Components of Successful Safety Moments
There is no precise formula for safety moments. They can be practical and hands-on, they can present need-to-know facts, or they can cover relevant safety regulations.
How the information is delivered is also open. It can simply be a discussion of procedures and policies, but it could also involve sharing personal experiences and extracting a lesson from them.
While they’re not essential, personal stories do tend to make safety moments more memorable. They give a narrative that the listener can identify with and packages the lesson in a story rather than presenting it in the abstract.
An Actionable Takeaway
The goal of the safety moment is some action on the part of the workers. Whether it’s always making sure the first aid kit is properly stocked, doing regular inspections of fall protection harnesses, or paying more attention to their surroundings while moving through the workplace, a good safety moment gives the listeners an actionable takeaway.
Demonstrating a Commitment to Safety
The safety moment doesn’t just provide information; it also demonstrates the speaker’s commitment to safety. This normalizes safety and helps strengthen the workplace’s safety culture.
Safety moments should be springboards for further conversation. Creating a dialog with your team, instead of simply lecturing to them, will help them retain the information they learned and strengthen their commitment to act on it. It’s also a great opportunity for workers to bring up questions or concerns they might not otherwise have discussed.
Safety moments also need to be constructive, not critical. The point is to take safety seriously as a team, not to blame someone for a recent incident or to call them out for their conduct.
Safety Moment Topics
If there’s a hazard your workers face, an incident that should be revisited, or a regulation that they need to remember, then it can make a suitable topic for a safety moment.
That means safety moments could be on anything from how to avoid falls to how to avoid noise-induced hearing loss, when to signal to a forklift driver, or what the pipe markings in your workplace mean.(for More topics visit Safety Moments Topic.)
How to Set Up a Safety Moment
Scheduling
Safety moments should be scheduled regularly. This is the best way to make sure they don’t fall by the wayside or are poorly attended because some workers are caught up in their work tasks or dealing with clients or customers.
The exception are the brief safety huddles following an incident. These tend to be impromptu and are only held as needed.
Duration
Safety moments should be brief – about three to five minutes.
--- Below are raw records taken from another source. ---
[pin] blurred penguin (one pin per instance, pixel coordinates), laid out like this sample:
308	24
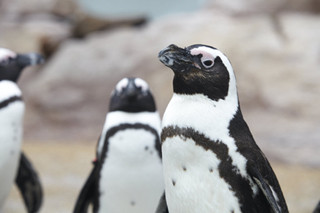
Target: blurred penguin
127	175
14	165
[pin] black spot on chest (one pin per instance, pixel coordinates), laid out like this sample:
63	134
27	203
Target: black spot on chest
226	169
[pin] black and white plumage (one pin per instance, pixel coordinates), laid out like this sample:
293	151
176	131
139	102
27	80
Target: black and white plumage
211	162
14	165
127	175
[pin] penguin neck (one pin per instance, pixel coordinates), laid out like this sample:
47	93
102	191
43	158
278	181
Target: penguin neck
116	118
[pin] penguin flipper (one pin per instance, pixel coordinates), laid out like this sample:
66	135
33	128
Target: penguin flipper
162	206
29	185
265	188
88	191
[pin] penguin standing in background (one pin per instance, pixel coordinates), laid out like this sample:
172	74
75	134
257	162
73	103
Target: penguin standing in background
14	165
211	162
127	175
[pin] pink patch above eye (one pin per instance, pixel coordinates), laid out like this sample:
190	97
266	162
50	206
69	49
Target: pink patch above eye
204	54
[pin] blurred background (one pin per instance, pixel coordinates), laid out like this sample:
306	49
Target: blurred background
90	45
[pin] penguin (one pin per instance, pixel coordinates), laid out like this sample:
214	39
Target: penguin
127	173
14	164
317	209
211	162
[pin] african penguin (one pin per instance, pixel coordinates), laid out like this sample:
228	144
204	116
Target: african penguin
211	162
14	165
127	176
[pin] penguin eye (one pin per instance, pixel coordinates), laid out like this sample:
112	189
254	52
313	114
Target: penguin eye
207	62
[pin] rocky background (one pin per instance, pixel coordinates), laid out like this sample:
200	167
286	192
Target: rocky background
274	47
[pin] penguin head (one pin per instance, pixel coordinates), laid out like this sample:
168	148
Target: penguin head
132	95
11	64
200	69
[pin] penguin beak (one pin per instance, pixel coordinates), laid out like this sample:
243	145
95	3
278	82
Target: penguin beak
176	58
30	59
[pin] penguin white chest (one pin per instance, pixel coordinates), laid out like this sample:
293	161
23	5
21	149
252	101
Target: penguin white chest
192	179
10	144
131	175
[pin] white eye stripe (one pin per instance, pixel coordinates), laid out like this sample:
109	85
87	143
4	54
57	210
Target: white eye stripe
5	54
214	53
122	84
207	58
141	83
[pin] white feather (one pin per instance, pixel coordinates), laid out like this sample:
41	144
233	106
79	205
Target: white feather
11	118
5	54
131	177
192	185
118	117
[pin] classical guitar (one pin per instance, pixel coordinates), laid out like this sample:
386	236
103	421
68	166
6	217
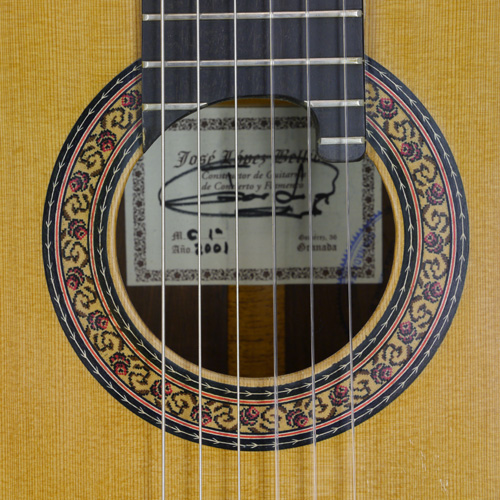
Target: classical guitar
261	373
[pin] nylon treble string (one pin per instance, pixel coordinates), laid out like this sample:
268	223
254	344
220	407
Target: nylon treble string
348	234
311	269
237	242
163	235
198	150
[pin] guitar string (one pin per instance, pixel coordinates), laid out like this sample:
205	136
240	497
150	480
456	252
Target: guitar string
311	269
348	252
237	244
163	235
198	151
274	256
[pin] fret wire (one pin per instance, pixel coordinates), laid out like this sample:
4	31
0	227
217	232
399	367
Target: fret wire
317	61
255	15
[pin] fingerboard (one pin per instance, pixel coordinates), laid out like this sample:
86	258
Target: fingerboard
331	46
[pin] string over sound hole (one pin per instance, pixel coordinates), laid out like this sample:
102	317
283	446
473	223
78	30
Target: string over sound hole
372	242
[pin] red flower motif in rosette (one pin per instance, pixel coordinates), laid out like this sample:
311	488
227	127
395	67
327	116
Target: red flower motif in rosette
297	418
411	151
249	416
75	278
79	181
432	291
206	415
339	395
387	108
434	243
381	373
119	363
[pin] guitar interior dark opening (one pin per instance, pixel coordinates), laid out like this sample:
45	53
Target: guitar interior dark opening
372	237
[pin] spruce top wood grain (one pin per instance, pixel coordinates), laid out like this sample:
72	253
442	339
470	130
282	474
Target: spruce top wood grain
439	439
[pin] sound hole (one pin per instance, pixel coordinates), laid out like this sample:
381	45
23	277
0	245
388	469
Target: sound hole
372	244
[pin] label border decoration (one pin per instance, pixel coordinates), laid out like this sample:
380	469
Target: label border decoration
386	362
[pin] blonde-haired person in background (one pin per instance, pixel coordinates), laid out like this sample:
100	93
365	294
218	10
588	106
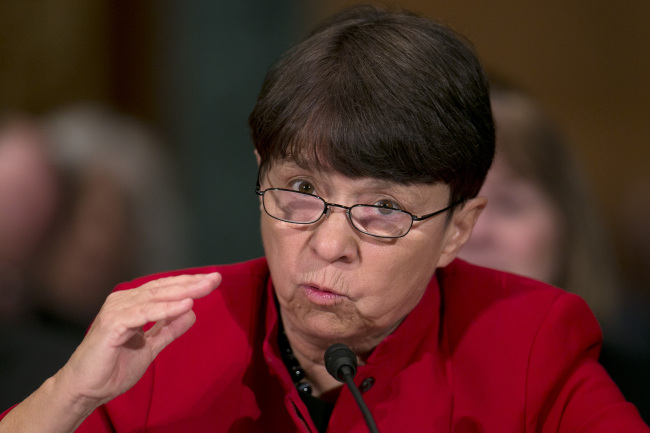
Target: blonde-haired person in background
541	221
109	210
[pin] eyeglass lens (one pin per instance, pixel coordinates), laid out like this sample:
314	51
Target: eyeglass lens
296	207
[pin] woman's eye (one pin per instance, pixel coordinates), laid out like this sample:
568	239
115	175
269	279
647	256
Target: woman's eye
387	204
303	186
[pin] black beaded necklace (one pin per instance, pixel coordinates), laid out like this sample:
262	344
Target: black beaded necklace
296	371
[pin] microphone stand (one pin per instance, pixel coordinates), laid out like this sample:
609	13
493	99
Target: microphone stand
341	363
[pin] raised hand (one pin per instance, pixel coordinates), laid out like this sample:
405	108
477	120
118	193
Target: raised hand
115	353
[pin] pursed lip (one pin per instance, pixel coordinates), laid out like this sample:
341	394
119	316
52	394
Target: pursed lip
321	293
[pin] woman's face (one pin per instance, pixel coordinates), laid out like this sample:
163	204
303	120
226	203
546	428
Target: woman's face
520	230
334	283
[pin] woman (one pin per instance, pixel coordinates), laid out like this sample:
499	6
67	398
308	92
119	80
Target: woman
373	137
If you’re presenting information to your workers, make sure that your presentation is no more than two or three minutes long to make sure there is time for questions, comments, and discussion.
Supplementary Material
If you’ll be using supplementary materials, make sure you plan ahead so that you don’t eat up part of the safety moment (or the subsequent start of the work day) getting set up.
You might, for instance, print a hand-out with an overview of the safety procedures being discussed to give to employees. For bigger topics like heat stress or properly using fall protection equipment, you could also distribute factsheets or brochures with more in-depth information. Showing a brief video might also be appropriate – a video of scaffolding collapsing can really drive home the importance of making sure they’re securely braced.
Solicit Topics
Encourage employees to suggest timely topics that should be addressed in a safety topic.
This is a great way to ensure that you’re covering the most pressing issues, since the workers at the front line often have a better sense of where some of the risks are than the rest of the team. But it’s also a great way to reinforce the message that safety is everyone’s business and to highlight the importance of looking out for each other.